Du côté des autorités, les opérations doivent se poursuivre.
« Matoto est la capitale de Conakry. Je sais ce que je dis, parce que tout passe par Matoto, à l’entrée comme à la sortie. Donc si on ne donne pas une bonne image de Matoto, c’est comme si Conakry ne vivait pas. Nous sommes venus exécuter les instructions données par les autorités supérieures pour que la ville soit dégagée de tous les encombrants physiques.
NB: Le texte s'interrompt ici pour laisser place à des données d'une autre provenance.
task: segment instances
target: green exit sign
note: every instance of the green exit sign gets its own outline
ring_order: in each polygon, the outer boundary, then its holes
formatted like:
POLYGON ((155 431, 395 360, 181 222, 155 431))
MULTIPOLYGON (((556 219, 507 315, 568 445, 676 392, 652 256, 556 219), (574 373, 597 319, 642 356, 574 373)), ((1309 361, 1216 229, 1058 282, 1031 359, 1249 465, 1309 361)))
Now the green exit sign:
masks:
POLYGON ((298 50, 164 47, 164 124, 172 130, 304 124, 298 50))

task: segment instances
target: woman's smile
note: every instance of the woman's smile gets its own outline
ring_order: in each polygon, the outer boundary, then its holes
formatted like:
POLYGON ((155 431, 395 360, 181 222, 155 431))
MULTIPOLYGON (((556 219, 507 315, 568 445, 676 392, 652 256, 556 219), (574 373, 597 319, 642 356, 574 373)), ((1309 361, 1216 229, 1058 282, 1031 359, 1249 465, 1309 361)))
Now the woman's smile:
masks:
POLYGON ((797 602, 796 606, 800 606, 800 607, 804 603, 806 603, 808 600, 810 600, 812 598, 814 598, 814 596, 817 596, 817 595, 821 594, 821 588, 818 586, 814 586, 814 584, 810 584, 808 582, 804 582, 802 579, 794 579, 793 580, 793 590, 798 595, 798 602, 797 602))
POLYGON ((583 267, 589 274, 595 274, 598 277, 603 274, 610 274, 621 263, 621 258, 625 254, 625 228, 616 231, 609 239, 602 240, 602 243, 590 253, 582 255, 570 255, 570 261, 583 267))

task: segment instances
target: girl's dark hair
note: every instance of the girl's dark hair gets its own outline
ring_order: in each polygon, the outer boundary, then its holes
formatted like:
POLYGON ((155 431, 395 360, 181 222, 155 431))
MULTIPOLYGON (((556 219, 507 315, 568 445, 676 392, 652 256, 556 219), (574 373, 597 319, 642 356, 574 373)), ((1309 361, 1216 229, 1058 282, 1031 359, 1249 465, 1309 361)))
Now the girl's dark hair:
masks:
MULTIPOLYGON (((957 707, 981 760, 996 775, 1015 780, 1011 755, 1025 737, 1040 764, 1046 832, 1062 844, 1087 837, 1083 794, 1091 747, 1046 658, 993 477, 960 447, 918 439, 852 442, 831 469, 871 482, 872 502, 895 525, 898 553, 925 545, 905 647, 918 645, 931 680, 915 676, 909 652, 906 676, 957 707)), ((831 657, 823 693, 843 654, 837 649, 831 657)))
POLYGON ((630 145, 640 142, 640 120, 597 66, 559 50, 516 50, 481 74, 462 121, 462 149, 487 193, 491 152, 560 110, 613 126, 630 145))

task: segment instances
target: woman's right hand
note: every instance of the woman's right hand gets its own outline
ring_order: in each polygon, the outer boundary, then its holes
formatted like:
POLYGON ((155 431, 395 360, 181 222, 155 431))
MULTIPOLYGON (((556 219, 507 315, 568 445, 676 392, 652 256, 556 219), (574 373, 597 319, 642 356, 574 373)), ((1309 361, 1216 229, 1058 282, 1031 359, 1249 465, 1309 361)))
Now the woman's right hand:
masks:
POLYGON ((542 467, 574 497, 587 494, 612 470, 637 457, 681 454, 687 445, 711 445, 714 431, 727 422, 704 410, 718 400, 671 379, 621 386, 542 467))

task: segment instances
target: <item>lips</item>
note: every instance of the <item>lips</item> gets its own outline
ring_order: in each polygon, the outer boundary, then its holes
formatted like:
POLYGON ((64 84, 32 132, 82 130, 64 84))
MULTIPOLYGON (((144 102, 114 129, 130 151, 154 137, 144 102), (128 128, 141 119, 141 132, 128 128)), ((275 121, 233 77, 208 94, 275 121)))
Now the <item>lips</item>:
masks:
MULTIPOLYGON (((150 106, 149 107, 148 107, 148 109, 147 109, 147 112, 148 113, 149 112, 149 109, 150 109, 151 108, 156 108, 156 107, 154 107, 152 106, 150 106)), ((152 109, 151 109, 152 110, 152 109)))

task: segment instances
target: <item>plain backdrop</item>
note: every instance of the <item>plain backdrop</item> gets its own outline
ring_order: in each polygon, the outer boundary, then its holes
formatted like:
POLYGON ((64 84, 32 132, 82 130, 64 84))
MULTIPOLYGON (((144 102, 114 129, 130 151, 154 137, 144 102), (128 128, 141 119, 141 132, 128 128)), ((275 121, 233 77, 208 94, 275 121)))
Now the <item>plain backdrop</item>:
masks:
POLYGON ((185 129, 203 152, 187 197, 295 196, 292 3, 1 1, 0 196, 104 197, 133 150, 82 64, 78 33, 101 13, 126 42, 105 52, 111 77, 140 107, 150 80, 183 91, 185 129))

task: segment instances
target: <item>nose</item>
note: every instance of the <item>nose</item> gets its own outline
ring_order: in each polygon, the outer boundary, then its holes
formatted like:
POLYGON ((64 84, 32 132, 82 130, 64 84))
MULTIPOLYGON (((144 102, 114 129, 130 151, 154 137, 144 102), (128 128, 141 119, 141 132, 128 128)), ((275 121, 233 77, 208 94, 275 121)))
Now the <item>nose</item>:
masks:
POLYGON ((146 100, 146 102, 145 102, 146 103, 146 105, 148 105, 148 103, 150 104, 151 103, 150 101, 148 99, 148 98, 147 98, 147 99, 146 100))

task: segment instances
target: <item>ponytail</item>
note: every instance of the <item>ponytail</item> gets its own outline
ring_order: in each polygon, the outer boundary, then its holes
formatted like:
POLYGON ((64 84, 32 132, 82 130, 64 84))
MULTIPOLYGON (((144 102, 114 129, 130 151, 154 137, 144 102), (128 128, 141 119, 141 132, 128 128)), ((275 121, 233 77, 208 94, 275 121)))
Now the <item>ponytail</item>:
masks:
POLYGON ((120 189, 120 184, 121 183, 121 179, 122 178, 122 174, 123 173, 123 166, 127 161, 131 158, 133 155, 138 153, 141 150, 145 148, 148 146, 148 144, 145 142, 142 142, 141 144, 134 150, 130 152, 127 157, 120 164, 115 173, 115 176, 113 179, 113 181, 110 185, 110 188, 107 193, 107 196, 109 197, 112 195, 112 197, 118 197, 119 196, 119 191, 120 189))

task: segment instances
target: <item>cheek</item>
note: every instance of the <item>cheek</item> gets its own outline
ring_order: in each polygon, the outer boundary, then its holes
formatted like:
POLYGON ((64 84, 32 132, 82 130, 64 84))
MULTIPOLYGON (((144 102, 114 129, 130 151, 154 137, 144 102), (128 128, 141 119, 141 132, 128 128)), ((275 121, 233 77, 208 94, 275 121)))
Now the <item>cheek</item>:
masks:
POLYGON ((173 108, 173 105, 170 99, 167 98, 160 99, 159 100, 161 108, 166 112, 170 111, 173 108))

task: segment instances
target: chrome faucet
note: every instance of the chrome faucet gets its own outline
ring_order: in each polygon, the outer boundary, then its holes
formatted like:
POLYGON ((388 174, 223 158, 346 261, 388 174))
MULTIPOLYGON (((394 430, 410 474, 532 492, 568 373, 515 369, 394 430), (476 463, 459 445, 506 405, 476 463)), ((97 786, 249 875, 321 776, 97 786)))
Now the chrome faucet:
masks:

Derrière moi, il y a le marché, et je vous dis qu’il y a de la place à l’intérieur. Mais certaines femmes refusent de s’y installer parce que, selon elles, quand elles sont à l’intérieur, il n’y a pas de vente », a déclaré le président de la délégation spéciale de Matoto, Moussa Diallo.
Le directeur des services propres de la ville de Conakry, Amara Romeo Soumah, assure que cette opération est nécessaire.
« Je remercie la commune de Matoto. L’action menée ce matin est une action pour le peuple de Guinée, pour la population de Conakry. Il faut que notre ville ressemble aux grandes villes modernes du monde. Et c’est dans ce sens que nous menons cette opération », a-t-il indiqué.